And then there is the reportedly widespread use of chemical dispersal agents. "As tensions have risen across the camps and living conditions have continued to deteriorate, the use of pepper spray and tear gas continues, along with continued intimidation surveillance and brutality from the police," said Allen.
Human Rights Watch documented similar findings in 2017: French police were "routinely us[ing] pepper spray on child and adult migrants while they [were] sleeping or in other circumstances in which they pose no threat." At the time local authorities maintained their right to disperse unauthorized gatherings, and continue to deny any wrongdoing today.
It is undeniable, however, that every week hundreds of refugees feel the need to leave behind their ramshackle French dwellings and risk the crossing to Britain.

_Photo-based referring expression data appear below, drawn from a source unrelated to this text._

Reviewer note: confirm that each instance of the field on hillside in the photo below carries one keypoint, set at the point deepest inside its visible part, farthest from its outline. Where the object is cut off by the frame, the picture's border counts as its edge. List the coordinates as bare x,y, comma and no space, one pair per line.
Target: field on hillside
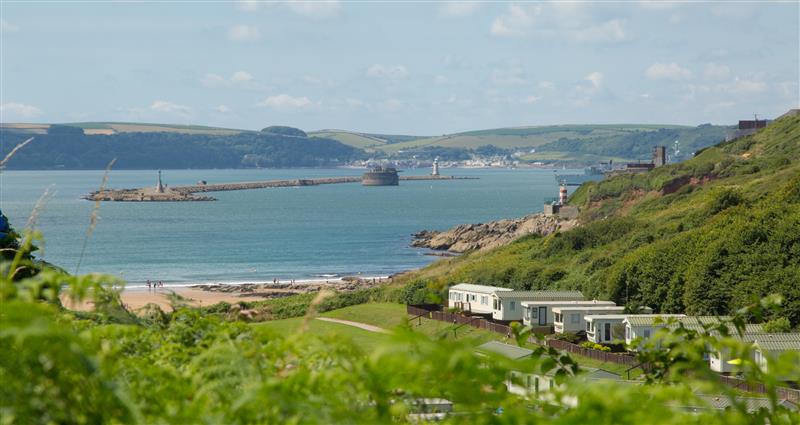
392,316
357,140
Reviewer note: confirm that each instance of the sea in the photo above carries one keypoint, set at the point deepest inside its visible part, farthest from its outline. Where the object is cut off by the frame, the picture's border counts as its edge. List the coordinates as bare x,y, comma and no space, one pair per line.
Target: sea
301,233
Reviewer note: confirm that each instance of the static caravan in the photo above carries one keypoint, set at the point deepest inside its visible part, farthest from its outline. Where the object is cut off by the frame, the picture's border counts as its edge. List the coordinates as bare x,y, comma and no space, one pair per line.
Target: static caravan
571,319
507,305
767,348
540,313
644,325
472,298
763,343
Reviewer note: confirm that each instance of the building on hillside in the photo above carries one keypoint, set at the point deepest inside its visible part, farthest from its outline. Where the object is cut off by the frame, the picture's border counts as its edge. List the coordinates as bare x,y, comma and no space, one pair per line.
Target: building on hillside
748,127
720,361
540,313
643,326
605,328
768,348
472,298
659,156
571,319
507,305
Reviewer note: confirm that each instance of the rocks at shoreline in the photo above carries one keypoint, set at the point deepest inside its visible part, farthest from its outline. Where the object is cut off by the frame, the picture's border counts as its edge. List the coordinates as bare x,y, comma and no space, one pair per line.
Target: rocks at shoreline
284,289
472,237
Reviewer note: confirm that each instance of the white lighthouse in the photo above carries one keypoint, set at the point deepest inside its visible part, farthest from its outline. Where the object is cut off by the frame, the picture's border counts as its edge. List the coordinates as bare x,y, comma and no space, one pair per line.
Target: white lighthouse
435,171
159,186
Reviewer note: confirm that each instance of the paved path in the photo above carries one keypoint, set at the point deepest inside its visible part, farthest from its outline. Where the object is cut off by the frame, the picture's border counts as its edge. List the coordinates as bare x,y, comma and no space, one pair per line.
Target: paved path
359,325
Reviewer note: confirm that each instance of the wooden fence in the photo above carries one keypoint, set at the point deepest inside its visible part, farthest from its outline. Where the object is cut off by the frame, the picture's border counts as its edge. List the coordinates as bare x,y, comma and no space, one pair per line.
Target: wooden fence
784,393
602,356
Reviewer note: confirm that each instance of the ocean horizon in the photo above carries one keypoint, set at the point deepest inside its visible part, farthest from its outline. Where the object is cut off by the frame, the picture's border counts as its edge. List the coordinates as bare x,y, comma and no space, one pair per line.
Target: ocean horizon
254,236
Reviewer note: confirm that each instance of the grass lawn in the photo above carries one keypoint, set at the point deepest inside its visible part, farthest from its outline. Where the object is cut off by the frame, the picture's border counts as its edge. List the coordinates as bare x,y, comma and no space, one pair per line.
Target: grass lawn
389,316
367,340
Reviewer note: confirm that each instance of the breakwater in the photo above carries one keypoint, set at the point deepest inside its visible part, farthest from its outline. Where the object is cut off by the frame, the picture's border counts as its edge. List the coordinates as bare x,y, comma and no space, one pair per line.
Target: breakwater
188,192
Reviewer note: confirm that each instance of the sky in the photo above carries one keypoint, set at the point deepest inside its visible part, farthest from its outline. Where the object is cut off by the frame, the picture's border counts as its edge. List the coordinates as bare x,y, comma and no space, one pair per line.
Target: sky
418,68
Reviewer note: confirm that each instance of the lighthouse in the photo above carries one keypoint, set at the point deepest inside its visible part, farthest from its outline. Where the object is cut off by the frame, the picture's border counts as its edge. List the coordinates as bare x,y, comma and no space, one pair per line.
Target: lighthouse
159,186
562,194
435,171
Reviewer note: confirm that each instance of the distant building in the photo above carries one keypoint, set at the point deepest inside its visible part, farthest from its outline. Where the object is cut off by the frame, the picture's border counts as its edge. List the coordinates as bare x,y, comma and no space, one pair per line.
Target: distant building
659,156
472,298
507,305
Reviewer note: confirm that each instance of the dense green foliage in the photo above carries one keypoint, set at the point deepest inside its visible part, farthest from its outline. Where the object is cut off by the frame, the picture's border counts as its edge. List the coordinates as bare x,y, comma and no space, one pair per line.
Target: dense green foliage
638,144
195,366
67,147
706,236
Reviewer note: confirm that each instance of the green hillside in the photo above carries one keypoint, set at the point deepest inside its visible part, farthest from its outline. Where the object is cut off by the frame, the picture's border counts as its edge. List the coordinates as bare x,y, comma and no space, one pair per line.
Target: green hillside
705,236
356,140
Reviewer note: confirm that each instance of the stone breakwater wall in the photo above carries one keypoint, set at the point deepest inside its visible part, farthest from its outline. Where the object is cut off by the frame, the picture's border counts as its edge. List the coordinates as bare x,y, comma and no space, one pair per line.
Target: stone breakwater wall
483,236
187,193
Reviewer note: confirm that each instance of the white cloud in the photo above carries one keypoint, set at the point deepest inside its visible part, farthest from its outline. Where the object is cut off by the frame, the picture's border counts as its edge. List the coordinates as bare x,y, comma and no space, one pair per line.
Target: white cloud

Facing an uncertain future
It's an expensive and dangerous enterprise. Smuggler gangs charge between £3,000 and £10,000 (€11,300/$13,000) for a place aboard their inflatable boats, which navigate the world's busiest shipping lane — the English Channel. Not only is there the threat of collision with commercial freighters, but also an array of natural obstacles: tides, shoals, sandbanks and hidden rocks.
There are fears, too, for the safety of unaccompanied migrant children arriving in the UK. Unable to pay their traffickers' exorbitant fees, youngsters are known to disappear into exploitative labor markets, ending up on building sites, in nail salons and on farms.
"Many of these young people will go missing very quickly on arrival, and we suspect that this will often be linked to exploitation, including criminal exploitation," said Jane Hunter of Missing People. The UK charity estimates that a quarter of trafficked children vanish from official supervision at least once after their arrival.
The government has resolved to clamp down on people smugglers, as well as render the migrants' maritime route "unviable" to dissuade future crossings. A former Royal Marine commando has been appointed to oversee the muscular new measures, with warnings from Westminster that the Navy could be deployed if arrival numbers do not tail off.
As Britain's final exit from the European Union nears, a much wider migration policy shake-up is also anticipated. Ministers are under particular pressure to recommit themselves to the lapsed Dubs Amendment [named after former child refugee and campaigner Lord Alf Dubs — Editor's note], a scheme set for the post-Brexit scrapheap that guaranteed hundreds of unaccompanied migrant children safe passage from Europe.
Whichever path lawmakers take, the UK must live up to its reputation for "human rights, and justice, and fairness," says Gulwali Passarlay, remembering his own arduous journey to British shores.
"The future doesn't look good, but we must continue the fight, continue the struggle for justice and a fair and humane asylum system."